Hoy Guillermo, pedacito de mi, se va, se irá, se multiplicará en la esperanza, esa suave palabra que me contiene las lágrimas.

¡Hoy lo querré más y mas a lo lejos de su mirada, de niño alegre, del que no sabe nada, que no conoce las tardes de brumas disipadas, sino de la tibia caricia y de la leche del pecho nacarada!

¡Hoy Guillermo se va junto a su madre, con maletas de colores, con helados y serafines que lo acompañan, porque la belleza de un niño tiene la mirada de un lago inmaculado, que refleja el amor en su pureza, que no lo arrebatan, ni la soberbia, ni los hombres, ni las balas, ni las bayonetas!
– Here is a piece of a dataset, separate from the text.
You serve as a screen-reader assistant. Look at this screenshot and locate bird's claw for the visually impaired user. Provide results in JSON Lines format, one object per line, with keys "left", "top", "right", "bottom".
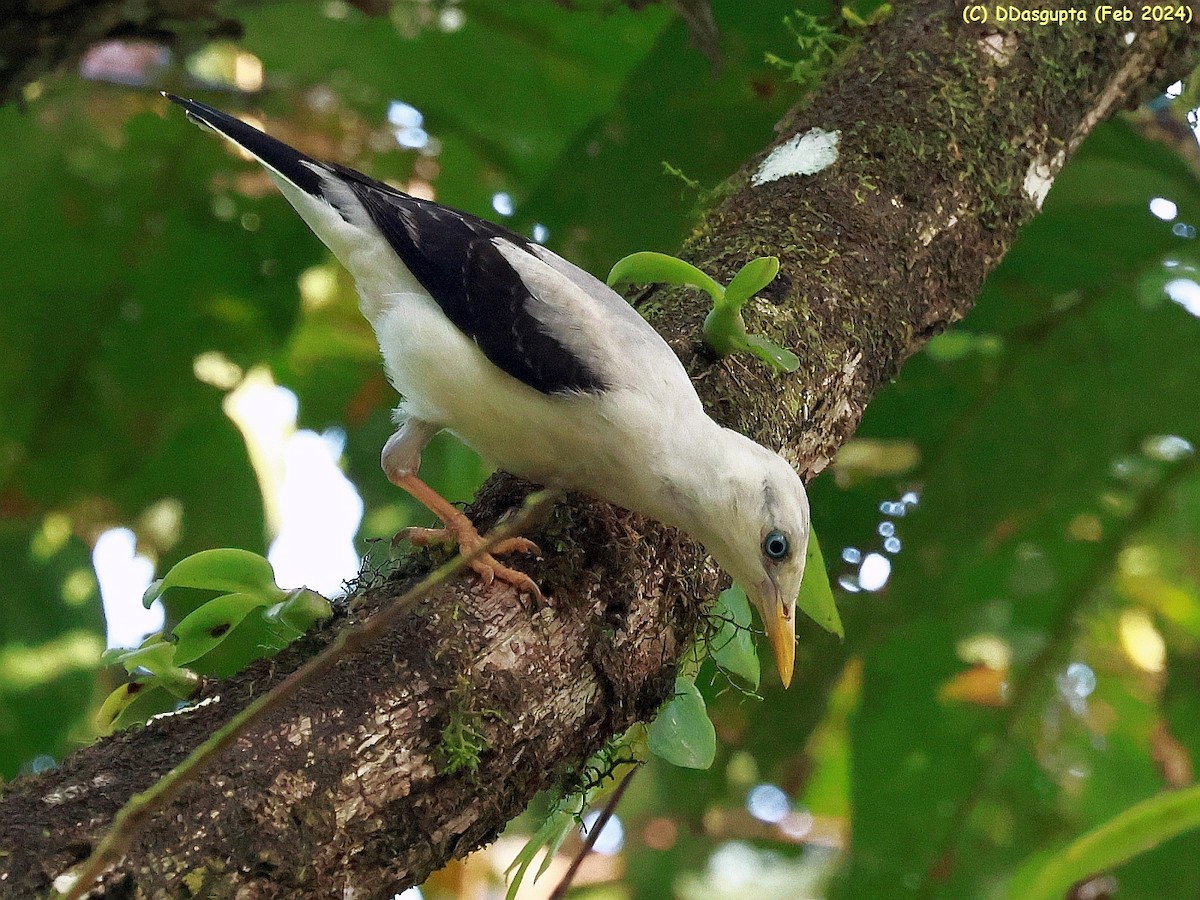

Hoy emigra un nieto, como el de tantas abuelas venezolanas, que se quedan a la espera, que los abrazan y besan y que no se quiebran.

Se desvanece un color en lo profundo, de no se qué lugar del alma, el del calorcito tibio de los nardos en flor… que son los nietos, de “esos locos bajitos”, como canta Serrat ¡y que nos devuelven la fe, a pesar del deshoje de lo que queda marchito y si, de la inevitable nostalgia !

¡Se va “el torero Estrella”, y florecerá en cada primavera, porque la haremos perenne en la espera y porque a la vuelta ese niño que en mi corazón de abuela lo despide también mil veces lo bendice.

¡Volverás hecho hombre y no se si serás torero, solo recuerda nuestra amada patria y no te olvides que su nombre es Venezuela!